Should you use it?

Should you use GraphQL?

It depends on your clients. GraphQL pays off when many different front-ends need different slices of the same data. For a simple, stable API, a plain REST endpoint is less to operate.

The deciding factor is your clients, not your data

GraphQL is pitched as a better way to design APIs, but the thing it solves is a client problem. With fixed REST endpoints, the server decides what each endpoint returns and every client gets the same shape. GraphQL flips that: the client asks for exactly the fields it wants in one query, and the server assembles precisely that. So the real question is whether your clients are diverse enough to need that control.

One front-end and a handful of stable endpoints? The answer is almost always no. There is no over- or under-fetching pain to relieve, and you would take on a schema, a resolver layer, and a query engine to solve a problem you do not have. A web app, an iOS app, an Android app, and partner integrations all pulling different slices of the same data? Now it tilts toward yes, because each of them fighting fixed endpoints is a constant tax.

When GraphQL pays off

It targets two pains. Over-fetching is when an endpoint returns a fat object and the mobile client needed three fields of it, wasting bandwidth on a slow connection. Under-fetching is the opposite: a screen needs a user, their last five orders, and each order's items, so the client fires four sequential REST calls, each waiting on the last, and the screen drags.

GraphQL collapses that into one query. The client describes the whole graph it needs — user, orders, items, just these fields — and gets it back in a single round trip, no more, no less. For a team shipping fast-evolving screens across several platforms, this is real: the front-end can change what a screen needs without waiting on a backend deploy to reshape an endpoint.

The typed schema is an underrated win too. It is a live, introspectable contract between front-end and back-end, so tooling, autocomplete, and code generation are genuinely good, and a whole class of "the API returned a slightly different shape than I expected" bugs disappears.

When to stick with REST

One client and a few stable endpoints is REST's home turf. It is less to build, it rides HTTP caching for free, and it is simpler to debug — a GET to a URL you can curl, cache, and reason about. That is the senior choice for a simple API, not the unfashionable one.

Skip GraphQL, too, when your team is small and the operational weight of a schema and a query server is not worth it, or when dead-simple edge caching is central to your performance story. If you do not have clients fighting over fixed endpoints, you do not have the problem GraphQL solves.

What GraphQL actually costs

It moves complexity from the client to the server. You now run a schema, a set of resolvers that fetch each field, and a query execution layer. For a small team that is meaningful weight for a payoff that only shows up when clients are diverse.

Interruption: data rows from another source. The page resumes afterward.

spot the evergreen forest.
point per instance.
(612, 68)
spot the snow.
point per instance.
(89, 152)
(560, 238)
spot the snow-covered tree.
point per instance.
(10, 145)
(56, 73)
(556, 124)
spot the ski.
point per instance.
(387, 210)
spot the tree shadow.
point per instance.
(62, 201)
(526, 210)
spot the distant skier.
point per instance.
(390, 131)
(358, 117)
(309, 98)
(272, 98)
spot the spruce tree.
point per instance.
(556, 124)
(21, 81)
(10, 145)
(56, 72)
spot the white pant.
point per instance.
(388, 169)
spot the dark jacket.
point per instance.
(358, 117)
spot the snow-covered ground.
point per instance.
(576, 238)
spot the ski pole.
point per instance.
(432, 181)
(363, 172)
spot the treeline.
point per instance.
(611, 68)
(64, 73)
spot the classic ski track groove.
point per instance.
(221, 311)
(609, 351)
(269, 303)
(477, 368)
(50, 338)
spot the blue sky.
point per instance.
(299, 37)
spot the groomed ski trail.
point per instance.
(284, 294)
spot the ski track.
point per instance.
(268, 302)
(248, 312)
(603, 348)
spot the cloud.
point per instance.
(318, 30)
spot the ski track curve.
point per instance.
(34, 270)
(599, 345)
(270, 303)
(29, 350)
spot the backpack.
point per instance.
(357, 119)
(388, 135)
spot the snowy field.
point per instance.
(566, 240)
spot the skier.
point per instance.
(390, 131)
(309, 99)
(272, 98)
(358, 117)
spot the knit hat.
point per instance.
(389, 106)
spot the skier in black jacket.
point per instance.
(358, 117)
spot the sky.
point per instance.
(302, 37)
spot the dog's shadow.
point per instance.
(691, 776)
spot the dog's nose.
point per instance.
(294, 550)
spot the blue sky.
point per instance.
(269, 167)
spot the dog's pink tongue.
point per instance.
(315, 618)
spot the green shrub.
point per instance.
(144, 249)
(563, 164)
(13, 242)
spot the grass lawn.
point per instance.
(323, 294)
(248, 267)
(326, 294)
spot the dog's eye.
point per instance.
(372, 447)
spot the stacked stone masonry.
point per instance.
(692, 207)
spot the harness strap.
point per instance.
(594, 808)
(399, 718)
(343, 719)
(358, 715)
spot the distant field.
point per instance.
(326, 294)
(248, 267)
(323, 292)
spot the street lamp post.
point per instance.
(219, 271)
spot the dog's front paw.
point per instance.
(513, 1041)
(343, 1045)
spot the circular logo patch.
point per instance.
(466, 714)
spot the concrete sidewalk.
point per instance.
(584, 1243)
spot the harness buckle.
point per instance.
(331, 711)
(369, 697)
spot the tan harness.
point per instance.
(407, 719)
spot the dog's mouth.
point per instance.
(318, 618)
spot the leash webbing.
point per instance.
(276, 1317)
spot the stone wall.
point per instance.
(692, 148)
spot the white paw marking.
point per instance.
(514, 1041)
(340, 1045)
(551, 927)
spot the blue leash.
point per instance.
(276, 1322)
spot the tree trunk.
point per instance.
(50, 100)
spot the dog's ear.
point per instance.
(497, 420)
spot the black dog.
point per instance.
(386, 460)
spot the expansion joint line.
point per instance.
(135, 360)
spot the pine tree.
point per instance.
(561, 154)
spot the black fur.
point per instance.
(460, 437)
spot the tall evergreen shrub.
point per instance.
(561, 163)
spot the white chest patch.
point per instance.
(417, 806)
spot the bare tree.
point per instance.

Caching gets harder, and people underestimate this. REST rides HTTP's caching machinery: a GET to a stable URL is cacheable by browsers, CDNs, and proxies for free. GraphQL usually sends everything as POST to one endpoint, so that whole layer does not apply, and you rebuild caching in the application or with specialised tooling.

Monitoring and rate-limiting get fuzzier too. With REST you reason about load per endpoint. With GraphQL, one endpoint accepts arbitrarily shaped queries, so "how expensive is this request?" stops being obvious, and you need query cost analysis to keep one nasty query from doing real damage.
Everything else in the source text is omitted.